Lord of the Rings: Fellowship of the Cookie! Part 3
Um…hi. I don't own Lord of the Rings (J.R.R. Tolkien does) or any of the LOTR characters, although I DID ask my parents for Sam for Christmas. No offense to people who are on diets, are short, and can't jump…it wouldn't hurt for me to lose a few pounds myself, and I suck at basketball too. But it's all for laughs so don't be mad. And also, to die-hard LOTR fans: the character names are dropping out of my memory like dead flies! Don't be mad if I have to say "the elf," "the dude," or even "the short dude" every once in a while!
"So where the heck are we now?" Sam asked.
"What does it look like, genius? We're in a cornfield."
All four hobbits looked around. They'd been traveling all night, and the sun rose suddenly and without warning, killing that flower that only blooms at midnight instantly. And they saw it was true, they were in a cornfield! Merry breathed in deeply.
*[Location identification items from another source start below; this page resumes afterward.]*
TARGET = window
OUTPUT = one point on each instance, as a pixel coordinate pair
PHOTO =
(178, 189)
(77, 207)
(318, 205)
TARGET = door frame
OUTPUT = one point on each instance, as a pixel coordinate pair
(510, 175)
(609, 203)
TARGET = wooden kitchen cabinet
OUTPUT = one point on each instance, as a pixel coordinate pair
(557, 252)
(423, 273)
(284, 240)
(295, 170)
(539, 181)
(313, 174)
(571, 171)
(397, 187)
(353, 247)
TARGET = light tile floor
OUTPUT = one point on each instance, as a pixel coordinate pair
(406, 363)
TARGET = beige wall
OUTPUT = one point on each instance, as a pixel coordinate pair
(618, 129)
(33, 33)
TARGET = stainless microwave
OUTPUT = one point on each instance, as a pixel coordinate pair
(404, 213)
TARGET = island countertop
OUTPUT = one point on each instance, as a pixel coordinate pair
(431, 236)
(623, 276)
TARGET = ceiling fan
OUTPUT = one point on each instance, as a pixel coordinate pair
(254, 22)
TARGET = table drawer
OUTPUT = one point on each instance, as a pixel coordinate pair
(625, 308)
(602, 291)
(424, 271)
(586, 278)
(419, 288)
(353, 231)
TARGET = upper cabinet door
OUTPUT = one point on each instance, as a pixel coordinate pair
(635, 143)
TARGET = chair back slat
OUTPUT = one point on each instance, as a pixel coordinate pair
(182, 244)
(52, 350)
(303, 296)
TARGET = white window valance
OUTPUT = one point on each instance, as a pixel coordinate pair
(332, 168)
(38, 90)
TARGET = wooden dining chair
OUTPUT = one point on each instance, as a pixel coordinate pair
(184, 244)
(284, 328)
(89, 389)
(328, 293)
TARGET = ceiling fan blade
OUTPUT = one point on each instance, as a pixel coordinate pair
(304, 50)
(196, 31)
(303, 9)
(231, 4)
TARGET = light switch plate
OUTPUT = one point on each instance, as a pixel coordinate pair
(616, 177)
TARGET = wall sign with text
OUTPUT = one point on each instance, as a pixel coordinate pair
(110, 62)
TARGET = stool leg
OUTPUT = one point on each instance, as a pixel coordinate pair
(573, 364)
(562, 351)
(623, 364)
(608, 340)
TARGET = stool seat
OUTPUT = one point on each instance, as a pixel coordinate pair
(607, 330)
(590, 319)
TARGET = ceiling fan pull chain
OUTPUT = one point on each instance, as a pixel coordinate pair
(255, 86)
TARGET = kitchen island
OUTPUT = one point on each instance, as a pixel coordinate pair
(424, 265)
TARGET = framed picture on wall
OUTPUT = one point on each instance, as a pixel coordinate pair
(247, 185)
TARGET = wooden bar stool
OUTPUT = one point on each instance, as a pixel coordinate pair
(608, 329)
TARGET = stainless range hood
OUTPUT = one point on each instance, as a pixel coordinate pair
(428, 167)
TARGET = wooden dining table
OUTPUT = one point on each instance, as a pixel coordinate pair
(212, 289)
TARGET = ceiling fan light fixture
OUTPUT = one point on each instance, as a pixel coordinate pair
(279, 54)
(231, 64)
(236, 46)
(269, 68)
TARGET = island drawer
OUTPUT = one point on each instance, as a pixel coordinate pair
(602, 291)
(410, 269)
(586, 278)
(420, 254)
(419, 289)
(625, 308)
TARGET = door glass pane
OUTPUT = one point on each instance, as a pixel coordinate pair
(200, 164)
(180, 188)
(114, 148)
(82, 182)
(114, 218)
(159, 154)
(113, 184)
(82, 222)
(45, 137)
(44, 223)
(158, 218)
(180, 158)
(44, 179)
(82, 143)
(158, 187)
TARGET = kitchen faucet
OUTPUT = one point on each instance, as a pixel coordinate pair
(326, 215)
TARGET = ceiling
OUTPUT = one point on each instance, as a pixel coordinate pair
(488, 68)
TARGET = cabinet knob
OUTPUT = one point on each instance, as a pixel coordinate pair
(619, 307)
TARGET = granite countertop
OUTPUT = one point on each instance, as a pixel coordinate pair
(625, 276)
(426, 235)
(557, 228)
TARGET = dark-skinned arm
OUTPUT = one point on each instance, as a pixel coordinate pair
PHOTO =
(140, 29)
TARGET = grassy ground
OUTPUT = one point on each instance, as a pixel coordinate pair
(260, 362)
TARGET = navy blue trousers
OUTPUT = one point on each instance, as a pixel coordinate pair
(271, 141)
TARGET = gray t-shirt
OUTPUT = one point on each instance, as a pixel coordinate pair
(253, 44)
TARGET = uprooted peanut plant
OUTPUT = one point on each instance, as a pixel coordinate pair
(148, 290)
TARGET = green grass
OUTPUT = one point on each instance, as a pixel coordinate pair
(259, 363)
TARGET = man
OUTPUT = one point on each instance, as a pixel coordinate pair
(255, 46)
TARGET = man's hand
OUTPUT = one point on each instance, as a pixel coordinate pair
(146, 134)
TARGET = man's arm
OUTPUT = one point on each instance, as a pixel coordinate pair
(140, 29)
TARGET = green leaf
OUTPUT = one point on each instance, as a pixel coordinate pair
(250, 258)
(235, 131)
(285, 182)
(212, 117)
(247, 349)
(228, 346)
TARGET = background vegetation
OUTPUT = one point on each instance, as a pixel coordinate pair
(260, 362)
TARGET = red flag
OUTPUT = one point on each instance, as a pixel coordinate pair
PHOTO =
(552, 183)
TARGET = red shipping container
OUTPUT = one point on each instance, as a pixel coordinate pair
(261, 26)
"Ah…fresh air, green grass, pretty flowers… … … I GOTTA GET OUT OF HERE!!"
"AHHH!"
All four hobbits screamed in terror and started running for their lives. But they didn't get that far, because they bumped into somebody.
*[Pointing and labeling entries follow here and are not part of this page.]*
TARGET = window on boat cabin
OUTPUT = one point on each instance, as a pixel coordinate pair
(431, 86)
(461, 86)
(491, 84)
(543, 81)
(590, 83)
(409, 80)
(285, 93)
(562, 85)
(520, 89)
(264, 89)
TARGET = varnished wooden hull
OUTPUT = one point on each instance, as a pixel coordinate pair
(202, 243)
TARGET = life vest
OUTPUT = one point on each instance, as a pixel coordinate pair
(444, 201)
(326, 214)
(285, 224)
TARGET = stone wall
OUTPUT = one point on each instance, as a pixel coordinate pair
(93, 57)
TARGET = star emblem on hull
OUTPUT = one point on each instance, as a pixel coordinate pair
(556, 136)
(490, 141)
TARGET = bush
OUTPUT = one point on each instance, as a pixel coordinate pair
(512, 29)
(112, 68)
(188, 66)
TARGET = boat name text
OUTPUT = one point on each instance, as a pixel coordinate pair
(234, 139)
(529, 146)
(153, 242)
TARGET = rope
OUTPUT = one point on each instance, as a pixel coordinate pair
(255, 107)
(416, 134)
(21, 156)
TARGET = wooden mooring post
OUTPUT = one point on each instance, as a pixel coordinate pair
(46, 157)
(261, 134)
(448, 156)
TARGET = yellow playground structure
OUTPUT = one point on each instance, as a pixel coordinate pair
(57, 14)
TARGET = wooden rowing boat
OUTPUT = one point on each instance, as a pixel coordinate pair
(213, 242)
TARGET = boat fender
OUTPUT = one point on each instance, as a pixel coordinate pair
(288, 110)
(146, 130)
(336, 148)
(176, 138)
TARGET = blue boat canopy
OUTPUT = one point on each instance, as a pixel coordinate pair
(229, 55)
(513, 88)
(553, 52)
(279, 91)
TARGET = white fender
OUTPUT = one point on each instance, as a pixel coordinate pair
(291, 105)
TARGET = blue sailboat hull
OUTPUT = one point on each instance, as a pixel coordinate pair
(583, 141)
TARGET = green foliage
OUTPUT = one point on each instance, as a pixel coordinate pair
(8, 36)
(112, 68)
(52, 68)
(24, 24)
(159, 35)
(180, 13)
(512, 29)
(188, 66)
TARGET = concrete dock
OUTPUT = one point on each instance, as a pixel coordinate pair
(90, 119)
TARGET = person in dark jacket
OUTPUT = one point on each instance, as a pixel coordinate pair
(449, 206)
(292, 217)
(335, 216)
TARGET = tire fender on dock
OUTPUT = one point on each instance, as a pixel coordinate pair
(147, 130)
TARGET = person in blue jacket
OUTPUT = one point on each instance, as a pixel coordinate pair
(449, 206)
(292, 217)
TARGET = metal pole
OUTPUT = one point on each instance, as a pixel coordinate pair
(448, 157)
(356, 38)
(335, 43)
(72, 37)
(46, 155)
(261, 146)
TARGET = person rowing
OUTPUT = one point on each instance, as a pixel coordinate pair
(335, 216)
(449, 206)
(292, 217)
"Where are you four going in such a rush?"
They looked up to see Strider. He towered way above them, even though they were now normal size, thanks to the radioactive cookies.
"Hey! You're not supposed to come in until later in the book!"
"Well, you are all so PITIFUL that I knew I had to interfere before you really embarrass yourselves."
The hobbits stood up and faced the ranger. He wasn't wearing everyone's favorite ranger outfit, though. Instead of the old fashioned clothes, Strider was wearing very baggy pants, a huge T-shirt, a sports sweatband on his forehead, and lots and lots of chains, most of them fake. Also, he had combed out his hair a lot. But it wasn't hanging down straight as was the style among rangers today—it had puffed up to look more like an afro. A very huge, unsightly afro. He was carrying something blue and mysterious…with two black straps…something that anyone from the normal world would call a backpack.
"What happened to your clothes? It looks like your wardrobe got hit by a tornado!"
"Shutup!" Strider barked. "It's the latest in trends. I thought it looked stupid, but when all the other rangers started wearing it I was lonely!!"
Frodo snickered. Merry bit his tongue and Pippin his cheek. Sam's cheeks were filling up with air. Then the moment of self-control was over. They all burst out into insane, hysterical laughter.
"I'm going to kill you all with this uzi!" Strider declared, pulling a gun out of his belt.
"Whoa, like that's gonna do anything to me," Frodo(who did not know about guns) said sarcastically. "If you had a sword, for instance, that might be different, but that's not a sword and you can't hurt us!"
Strider took aim at a friendly hobbit flying overhead in a glider.
"Heh heh! Hiya guys! I—whoa!"
He shot the wing of the glider, and with a loud noise, the glider whirled right through the air and crashed in a lake. The hobbit was parachuting to the ground, having jumped out before it crashed. However, the wind picked up and blew the hobbit into the lake.
"You were saying?" Strider asked. Frodo, Sam, Merry, and Pippin were having second thoughts.
"Uh…sorry! We're so sorry! Please accept a cookie as a token of our apologies!"
"Cookies, eh?" He thought about that for a moment. "How'd you know I was on a diet?"
"Wait, you're on a diet too?" Sam asked.
"Yeah, and that's something you might wanna think about too."
"I AM on a diet!!"
"Right, right. Stupid Martha Stewart is a big hit at Bilbo's party, so she decides to launch a Middle-Earthwide crusade to deliver cake to the underprivileged hobbits, rangers, elves…and everyone else…Well, what are you gonna do. I'll take it!"
Frodo unwrapped the package and gave him a cookie. Although the glowing goodie made him suspicious, he wolfed it down. And he grew a third eye in the middle of his forehead.
"What the hell is this! Okay, what did you do to these cookies?"
"I didn't do anything to them," Frodo assured him. "But when I got 'em they were already spiked with radiation, which made us mutate and grow taller! And you got a third eye!"
"I DON'T WANT A THIRD EYE!" he screamed, grabbing Frodo by the shirt. "Why you little--!" He got ready to punch him in the face.
"Um…wait! Do you want to get laid??" Strider paused for a moment.
"By you? No, not particularly." He was about to punch him when Frodo yelled out again.
"No, not me! By a bunch of hot ladies for decades to come!"
Strider blinked and put him down. "I'm listening…"
"The Shadowrider gave me these cookies and told me to deliver them to Sarumon, which automatically makes me a bad guy, and according to the laws of the universe, the good guys never get laid. It's the bad guys who do! So we're going to deliver the cookies and get laid!"
Strider didn't have to think very long to make up his mind. "Okay, why not. I haven't been laid in years."
"Great! Now let's go!"
"Wait just a second!" an indignant voice called from behind them.